Meals for Medicare Advantage beneficiaries cut mortality, improve outcomes: study

Medicare Advantage (MA) beneficiaries given home-delivered meals in the four weeks after being discharged from a hospital were not only less likely to be readmitted within 30 days, they were also less likely to die, according to a study in JAMA Health Forum.

The 2018 Chronic Care Act gave MA plans greater leverage to address the social determinants of healthcare. In addition to giving insurers an impetus for launching dietary programs, the act also covers transportation for beneficiaries and other at-home services.

The study states that “nearly three-quarters of MA plans offered meals as a supplemental benefit in 2022, mostly driven by expectations of downstream cost savings based on findings from earlier observational studies of community-based nutrition programs, and desires to maintain market parity in an increasingly competitive MA space.”

Beginning in January 2021, Kaiser Permanente Southern California (KPSC) began offering home-delivered meals to eligible MA enrollees. The comparative cohort study in JAMA Health Forum examines data from 4,032 KPSC MA enrollees who’d been hospitalized for heart failure and 7,944 who’d been hospitalized for other reasons after they’d been discharged from Jan. 1, 2021, to Jan. 31, 2022. The data come from 15 hospitals in the KPSC network.

Patients received either two or three meals a day depending on whether they were enrolled in an individual or employer group plan, getting either 56 or 84 meals within four weeks of discharge. Individuals could enroll in either one of the plans, but not both.

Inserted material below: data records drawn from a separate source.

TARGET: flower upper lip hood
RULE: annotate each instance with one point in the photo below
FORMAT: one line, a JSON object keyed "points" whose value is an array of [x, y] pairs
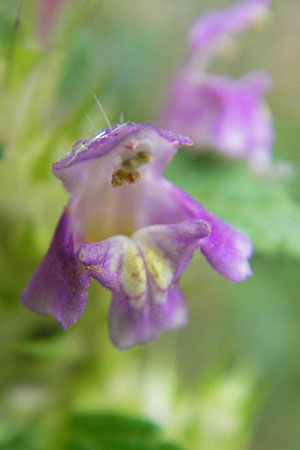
{"points": [[220, 112], [131, 230], [217, 25]]}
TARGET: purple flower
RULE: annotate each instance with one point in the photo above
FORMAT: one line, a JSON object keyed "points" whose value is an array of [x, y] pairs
{"points": [[217, 111], [47, 13], [131, 230]]}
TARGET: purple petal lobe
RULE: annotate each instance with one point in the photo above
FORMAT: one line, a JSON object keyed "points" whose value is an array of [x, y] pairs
{"points": [[220, 24], [225, 248], [227, 115], [59, 285], [141, 272], [130, 326], [173, 244]]}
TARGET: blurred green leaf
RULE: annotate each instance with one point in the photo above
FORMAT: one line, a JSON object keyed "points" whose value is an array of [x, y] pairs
{"points": [[262, 208], [109, 431]]}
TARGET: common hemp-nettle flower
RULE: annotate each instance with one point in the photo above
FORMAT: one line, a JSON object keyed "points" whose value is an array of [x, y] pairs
{"points": [[133, 231], [226, 114]]}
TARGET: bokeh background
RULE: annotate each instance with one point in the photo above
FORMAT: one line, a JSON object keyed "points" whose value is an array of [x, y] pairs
{"points": [[231, 379]]}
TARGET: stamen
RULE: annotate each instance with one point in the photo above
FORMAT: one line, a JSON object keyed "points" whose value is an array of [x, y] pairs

“For instance, if a patient was hospitalized for [heart failure] and was covered under an employer group plan that had purchased the buy-up benefit, the patient would receive 3 meals per day, whereas another patient hospitalized for [heart failure] and covered under an individual plan would receive 2 meals per day,” the study states.

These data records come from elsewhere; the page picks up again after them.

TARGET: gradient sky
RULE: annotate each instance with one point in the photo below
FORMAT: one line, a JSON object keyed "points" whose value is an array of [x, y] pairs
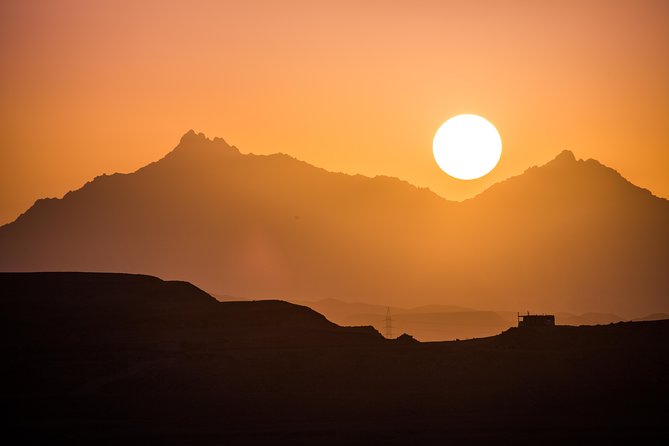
{"points": [[359, 86]]}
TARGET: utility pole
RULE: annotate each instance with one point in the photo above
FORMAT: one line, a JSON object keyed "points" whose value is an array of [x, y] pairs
{"points": [[389, 324]]}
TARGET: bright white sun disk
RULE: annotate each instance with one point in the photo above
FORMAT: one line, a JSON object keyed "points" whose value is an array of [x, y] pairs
{"points": [[467, 147]]}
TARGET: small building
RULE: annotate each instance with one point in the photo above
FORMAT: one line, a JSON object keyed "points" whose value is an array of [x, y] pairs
{"points": [[536, 320]]}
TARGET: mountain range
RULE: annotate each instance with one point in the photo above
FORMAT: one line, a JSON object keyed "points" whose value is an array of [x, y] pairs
{"points": [[571, 235]]}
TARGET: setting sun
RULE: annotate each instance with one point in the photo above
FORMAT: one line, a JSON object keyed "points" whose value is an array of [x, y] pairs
{"points": [[467, 147]]}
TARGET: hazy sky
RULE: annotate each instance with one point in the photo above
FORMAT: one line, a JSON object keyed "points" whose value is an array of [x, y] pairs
{"points": [[92, 87]]}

The most common diagnoses outside of heart failure included respiratory diseases, digestive problems and circulatory issues, the researchers found. Discharges related to heart failure were more likely to need acute care in the prior year compared to other discharges.

The study identified several reasons that eligible patients did not receive meals in the hospital. In some cases, the member could not be contacted, and in others they declined to use the meal benefit or said they already had an option for getting meals, either by cooking it themselves or having family and friends do so.

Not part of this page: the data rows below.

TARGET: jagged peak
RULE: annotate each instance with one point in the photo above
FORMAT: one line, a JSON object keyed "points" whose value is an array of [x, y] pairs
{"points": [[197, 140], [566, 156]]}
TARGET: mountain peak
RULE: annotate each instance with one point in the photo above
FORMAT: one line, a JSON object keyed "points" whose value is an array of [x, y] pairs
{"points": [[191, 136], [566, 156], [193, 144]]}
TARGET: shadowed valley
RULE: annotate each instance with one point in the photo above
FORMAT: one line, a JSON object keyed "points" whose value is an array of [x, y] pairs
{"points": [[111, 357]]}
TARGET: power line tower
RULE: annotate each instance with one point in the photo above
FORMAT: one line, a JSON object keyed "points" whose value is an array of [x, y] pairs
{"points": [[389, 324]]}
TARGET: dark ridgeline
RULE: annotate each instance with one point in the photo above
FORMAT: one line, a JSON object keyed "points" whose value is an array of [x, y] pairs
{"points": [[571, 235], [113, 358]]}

For people with heart failure, getting the meals significantly lowered the chances of being readmitted within 30 days and of dying compared to individuals who had not signed up for the meal delivery program in 2021 and 2022, but the results were not statistically significant compared to people who did not receive meals in 2019.

On the other hand, for people with other diagnoses, receiving meals significantly lowered the odds of death or rehospitalization within 30 days compared to the patients who did not receive meals in 2019, as well as the no-meals cohort in 2021 and 2022.

The researchers said their findings beg the question concerning how long such meals-at-home programs should last and the number of meals that should go to beneficiaries.

“While this home-delivered meals benefit was intended to be a short-term bridge for patients during a vulnerable period after discharge from the hospital, it was encouraging to see this association persisting into the 60-day period, especially for the non-HF cohort,” the study states. “It is unclear if the more robust outcomes observed in the non-HF vs the HF cohort were due to the larger number of meals (84 vs 56), a reflection of the clinical conditions that are more amenable to nutritional support, or some other factors.”